TechnipFMC’s Subsea division has reported inbound orders of $1.5 billion in the first quarter of 2021, more than double compared to the fourth quarter of the prior year.
Subsea reported first-quarter revenue of $1.3 billion, an increase of 10.6 per cent from the same period in 2020, said to be largely driven by higher project and services activity.
The division saw an Adjusted EBITDA of $135 million, an almost 29 per cent increase compared to $105 million from the fourth quarter of the previous year.
In Q1 2021, the division’s operating profit was $37 million, an improvement said to be due to the significant reduction in non-cash impairment charges as well as cost reduction initiatives and increased installation activity.
“Our first quarter as a leading pure-play, technology and services provider to both traditional and new energy industries was an exceptional start.

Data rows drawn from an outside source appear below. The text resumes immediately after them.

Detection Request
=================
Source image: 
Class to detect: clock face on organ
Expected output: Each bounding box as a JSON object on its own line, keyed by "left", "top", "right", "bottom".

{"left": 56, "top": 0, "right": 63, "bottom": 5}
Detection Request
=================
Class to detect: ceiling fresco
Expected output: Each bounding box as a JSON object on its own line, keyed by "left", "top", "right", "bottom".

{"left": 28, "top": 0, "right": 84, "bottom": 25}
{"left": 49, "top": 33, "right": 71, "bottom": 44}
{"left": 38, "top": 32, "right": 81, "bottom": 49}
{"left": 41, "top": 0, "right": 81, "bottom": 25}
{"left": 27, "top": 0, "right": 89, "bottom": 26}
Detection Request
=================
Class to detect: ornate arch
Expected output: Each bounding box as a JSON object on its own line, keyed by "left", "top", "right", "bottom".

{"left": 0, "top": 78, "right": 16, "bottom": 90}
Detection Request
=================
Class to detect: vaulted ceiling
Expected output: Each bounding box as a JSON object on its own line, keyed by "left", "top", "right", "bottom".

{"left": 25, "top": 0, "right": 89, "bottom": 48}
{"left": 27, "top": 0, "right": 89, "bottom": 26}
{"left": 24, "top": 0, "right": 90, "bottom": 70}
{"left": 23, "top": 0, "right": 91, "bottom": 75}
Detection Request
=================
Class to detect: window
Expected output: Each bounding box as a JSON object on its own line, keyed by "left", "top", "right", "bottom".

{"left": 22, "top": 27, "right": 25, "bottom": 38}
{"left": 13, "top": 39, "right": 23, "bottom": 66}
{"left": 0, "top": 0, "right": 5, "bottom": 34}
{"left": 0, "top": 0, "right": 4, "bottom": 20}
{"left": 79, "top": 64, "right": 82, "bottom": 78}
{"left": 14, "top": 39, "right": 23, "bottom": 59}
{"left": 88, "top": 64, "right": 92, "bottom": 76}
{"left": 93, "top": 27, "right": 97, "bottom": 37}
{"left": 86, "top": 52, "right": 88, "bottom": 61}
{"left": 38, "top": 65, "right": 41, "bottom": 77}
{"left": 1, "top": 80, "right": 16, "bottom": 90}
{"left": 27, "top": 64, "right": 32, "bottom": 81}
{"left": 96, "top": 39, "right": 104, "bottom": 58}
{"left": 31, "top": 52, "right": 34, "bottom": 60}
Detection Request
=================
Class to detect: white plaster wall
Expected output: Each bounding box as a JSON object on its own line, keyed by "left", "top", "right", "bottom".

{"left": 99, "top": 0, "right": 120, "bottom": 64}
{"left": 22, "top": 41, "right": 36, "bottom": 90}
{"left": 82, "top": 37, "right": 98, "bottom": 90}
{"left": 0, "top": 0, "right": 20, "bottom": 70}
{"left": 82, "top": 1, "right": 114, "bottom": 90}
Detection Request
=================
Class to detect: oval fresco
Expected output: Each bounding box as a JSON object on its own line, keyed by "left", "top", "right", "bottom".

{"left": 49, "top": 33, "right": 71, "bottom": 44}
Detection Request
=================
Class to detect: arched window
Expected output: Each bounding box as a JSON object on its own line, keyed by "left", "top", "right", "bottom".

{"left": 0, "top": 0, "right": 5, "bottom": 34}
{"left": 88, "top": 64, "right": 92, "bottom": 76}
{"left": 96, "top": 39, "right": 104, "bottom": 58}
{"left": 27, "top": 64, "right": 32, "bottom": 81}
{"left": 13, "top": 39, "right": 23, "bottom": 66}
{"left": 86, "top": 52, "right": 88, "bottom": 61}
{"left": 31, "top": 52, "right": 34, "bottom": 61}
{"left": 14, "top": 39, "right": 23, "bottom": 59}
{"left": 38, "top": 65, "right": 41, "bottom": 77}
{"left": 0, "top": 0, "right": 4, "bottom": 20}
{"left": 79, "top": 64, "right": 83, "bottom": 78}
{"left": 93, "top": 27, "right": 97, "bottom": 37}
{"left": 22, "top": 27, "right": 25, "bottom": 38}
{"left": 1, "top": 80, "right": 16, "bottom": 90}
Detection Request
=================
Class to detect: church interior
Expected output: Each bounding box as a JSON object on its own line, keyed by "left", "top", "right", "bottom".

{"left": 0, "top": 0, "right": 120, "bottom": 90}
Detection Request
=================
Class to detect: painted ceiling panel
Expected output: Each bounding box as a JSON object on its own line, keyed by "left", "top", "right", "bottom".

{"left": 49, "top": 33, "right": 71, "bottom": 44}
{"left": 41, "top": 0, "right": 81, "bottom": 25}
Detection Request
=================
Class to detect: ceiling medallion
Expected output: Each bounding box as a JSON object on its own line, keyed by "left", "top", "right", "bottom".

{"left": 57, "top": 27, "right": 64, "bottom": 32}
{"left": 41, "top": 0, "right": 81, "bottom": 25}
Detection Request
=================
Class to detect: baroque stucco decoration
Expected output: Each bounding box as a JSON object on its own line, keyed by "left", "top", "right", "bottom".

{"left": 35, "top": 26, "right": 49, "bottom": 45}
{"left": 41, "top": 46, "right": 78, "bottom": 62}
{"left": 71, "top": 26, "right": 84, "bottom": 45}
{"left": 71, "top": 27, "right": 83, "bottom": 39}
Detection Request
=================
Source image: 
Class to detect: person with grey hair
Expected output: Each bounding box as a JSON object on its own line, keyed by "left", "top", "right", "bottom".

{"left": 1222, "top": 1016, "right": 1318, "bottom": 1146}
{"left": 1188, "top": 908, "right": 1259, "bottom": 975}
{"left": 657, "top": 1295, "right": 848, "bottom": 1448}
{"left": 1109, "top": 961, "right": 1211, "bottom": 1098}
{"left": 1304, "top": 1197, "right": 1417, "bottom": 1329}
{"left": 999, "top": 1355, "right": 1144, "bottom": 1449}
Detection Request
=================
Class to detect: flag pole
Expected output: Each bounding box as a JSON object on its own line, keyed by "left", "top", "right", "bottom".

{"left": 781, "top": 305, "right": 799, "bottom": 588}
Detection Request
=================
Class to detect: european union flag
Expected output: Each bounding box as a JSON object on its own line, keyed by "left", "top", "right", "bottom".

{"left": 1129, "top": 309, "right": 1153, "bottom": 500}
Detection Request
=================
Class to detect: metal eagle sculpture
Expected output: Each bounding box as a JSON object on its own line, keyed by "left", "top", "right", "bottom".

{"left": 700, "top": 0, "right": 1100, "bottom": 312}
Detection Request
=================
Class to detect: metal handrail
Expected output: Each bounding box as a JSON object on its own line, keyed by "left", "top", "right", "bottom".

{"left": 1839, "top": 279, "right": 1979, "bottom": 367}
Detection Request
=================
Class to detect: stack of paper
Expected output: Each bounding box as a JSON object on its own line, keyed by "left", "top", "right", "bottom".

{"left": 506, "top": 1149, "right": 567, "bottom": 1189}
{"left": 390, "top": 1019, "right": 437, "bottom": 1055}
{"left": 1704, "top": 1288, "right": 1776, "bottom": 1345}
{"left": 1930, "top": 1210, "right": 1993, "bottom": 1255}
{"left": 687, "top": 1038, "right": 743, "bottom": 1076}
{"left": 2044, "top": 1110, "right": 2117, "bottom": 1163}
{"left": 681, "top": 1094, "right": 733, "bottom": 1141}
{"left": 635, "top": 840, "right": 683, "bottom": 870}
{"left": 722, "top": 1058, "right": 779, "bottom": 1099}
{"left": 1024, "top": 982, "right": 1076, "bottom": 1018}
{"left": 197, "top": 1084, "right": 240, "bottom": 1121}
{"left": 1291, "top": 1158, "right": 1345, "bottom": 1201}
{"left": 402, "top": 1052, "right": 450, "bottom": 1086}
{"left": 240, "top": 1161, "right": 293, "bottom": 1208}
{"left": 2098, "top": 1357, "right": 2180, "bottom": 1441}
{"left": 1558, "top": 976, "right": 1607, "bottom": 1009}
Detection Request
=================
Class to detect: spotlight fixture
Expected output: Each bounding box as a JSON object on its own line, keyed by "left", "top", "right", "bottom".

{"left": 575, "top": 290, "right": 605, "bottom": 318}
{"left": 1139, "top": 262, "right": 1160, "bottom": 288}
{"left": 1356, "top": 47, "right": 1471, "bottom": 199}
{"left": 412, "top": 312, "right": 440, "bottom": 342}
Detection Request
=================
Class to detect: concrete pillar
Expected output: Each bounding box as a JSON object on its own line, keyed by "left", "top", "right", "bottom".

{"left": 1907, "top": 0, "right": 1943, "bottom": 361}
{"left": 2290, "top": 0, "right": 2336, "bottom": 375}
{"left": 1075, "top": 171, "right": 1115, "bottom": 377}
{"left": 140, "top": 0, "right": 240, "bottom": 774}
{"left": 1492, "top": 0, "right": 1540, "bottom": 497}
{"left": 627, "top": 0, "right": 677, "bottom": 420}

We delivered solid financial results in both Subsea and Surface Technologies, largely driven by strong operational execution,” said Doug Pferdehirt, Chairman and CEO of TechnipFMC.
“In Subsea, inbound orders more than doubled sequentially to $1.5 billion, with increased adoption of Subsea 2.0™ technologies. Integrated projects comprised nearly 40 percent of segment orders and included an award for Petronas’ first deepwater project, Limbayong, which will benefit from the seamless integration of both iEPCI™ and Subsea 2.0™.”
Total company revenue in the first quarter was $1.6 billion, a 3.1 per cent rise compared to Q4 2020. The Adjusted EBITDA was $165.2 million, a 107.3 per cent boost from the $79.9 million in the fourth quarter of the previous year.
According to Pferdehirt, TechnipFMC anticipates a Subsea outlook of more than $4 billion in inbound orders in 2021.
To remind, TechnipFMC and Technip Energies were separated into two independent, publicly-traded companies in February, with TechnipFMC moving forward in two business segments – Subsea and Surface Technologies.
Shortly after, Technip Energies agreed to buy €20 million equivalent of its own shares from TechnipFMC. After the acquisition, TechnipFMC’s stake in Technip Energies will be circa 31 per cent.